Tiered serving and freshness — not all of the web fits in the "hot" index tier that is queried for every request. A small high-quality index (the most authoritative ~10% of pages) serves most queries with low latency. Misses fall through to a deeper index tier. A separate real-time index (news, Twitter-scale freshness) is updated in near-real-time and merged with the base index result at query time.
A query's full journey: the user's query string hits the search front-end → spell correction and query understanding produce a normalized form → the processed query fans out in parallel to all document-partitioned index shards → each shard intersects posting lists, scores candidates with BM25 + PageRank, and returns its top-50 → the merger collects all per-shard top-50 lists, re-ranks with the neural model, fetches snippets from the document store, blends vertical results, and renders the SERP — all within 200 ms end-to-end.
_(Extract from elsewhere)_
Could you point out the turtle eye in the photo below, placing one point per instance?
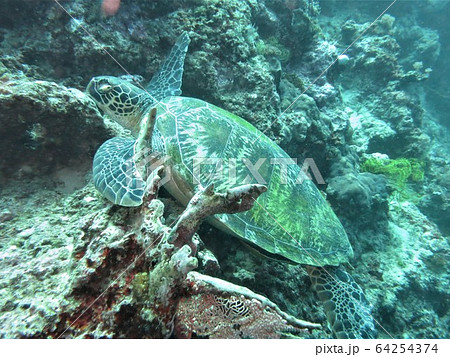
(104, 88)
Key trade-off — index freshness vs serving cost: rebuilding the entire index continuously is prohibitively expensive. The practical solution is a tiered freshness architecture: a base index rebuilt daily or weekly covers the authoritative long-tail; an incremental index updated hourly covers mainstream content; a real-time index updated in minutes or seconds covers news and breaking content. Query time merges results from all tiers. The trade-off is complexity at query merge time vs freshness guarantees — the design explicitly accepts that long-tail pages may be hours or days stale, which is acceptable because they change infrequently.
Additional depth to discuss: geographic replication of the serving stack (full index replica per major region) puts query latency within 30–50 ms of the user. Web spam detection (link-graph anomaly detection, content classifiers, manual review queues) runs as a pre-indexing filter and as a ranking penalty. Knowledge Graph integration adds structured-entity answers directly in the SERP, bypassing the document-ranking system for factual queries ("what is the capital of France"). Personalization applies user history and location signals at re-rank time without exposing the raw data to the ranking model.
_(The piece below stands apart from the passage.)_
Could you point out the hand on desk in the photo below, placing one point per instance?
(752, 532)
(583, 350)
Structure your answer around the three pillars: crawl, index, serve. The interviewer will probe each, so prepare depth on at least one — the inverted index and scatter-gather query execution are the most commonly asked.
Bring up document-partitioned vs term-partitioned sharding and explain why document-partitioned wins (each shard is self-contained, queries fan out to all shards in parallel). Mentioning the tiered freshness model (daily base index + real-time index merged at query time) is the detail that distinguishes a production-informed answer from a textbook answer.